A second example is the recent collaboration between Hyperion Books and ABC Television. Hyperion Books is a general-interest book publisher within the Disney-ABC Television Group. Cognizant of opportunities and imperatives to redefine traditional publishing models, Hyperion has had several successful initiatives. These include a highly successful integration with ABC’s Castle television series in which a mystery novel by the show’s protagonist was published serially online before being printed and distributed via traditional channels.
In the non-fiction realm, Flatworld Knowledge has developed a highly disruptive model that allows students and educators to define the way in which they would like to consume and interact with textbook content and do so in accordance with their individual budgets, study habits and other preferences. And then there is the market for self-publishing and publishing on demand.
The pace of change is picking up speed as Digital Natives, who are used to a “where I want it, when I want it, how I want it” lean-in participatory and social media experience mature – and as the general population becomes more digitally immersed.
During a discussion at the WIMI “Future of Publishing” conference, I asked one of the panelists whether the impetus for creating these types of innovative solutions had created a need for people with less traditional publishing backgrounds and more digital expertise and insight.
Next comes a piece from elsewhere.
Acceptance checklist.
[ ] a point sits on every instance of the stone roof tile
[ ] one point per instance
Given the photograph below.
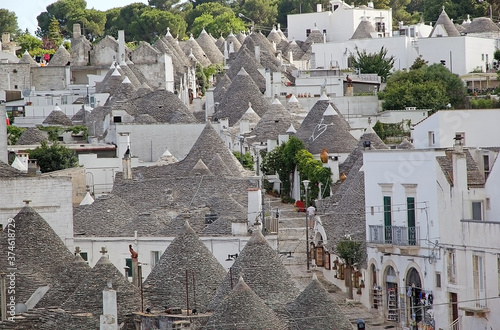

I also brought to his attention the work of Campfire (www.campfirenyc.com), a Triple Play Client founded by the producers of The Blair Witch Project. Campfire has applied that kind of interactive storytelling to the marketing space, creating multi-faceted narratives that inspire consumers to proactively unravel stories. Examples include the “Art of the Heist” and “Beta 7.” While these programs were developed as marketing campaigns, the interactive mindset provides a good stimulus for creative thinking about the opportunities facing book publishers.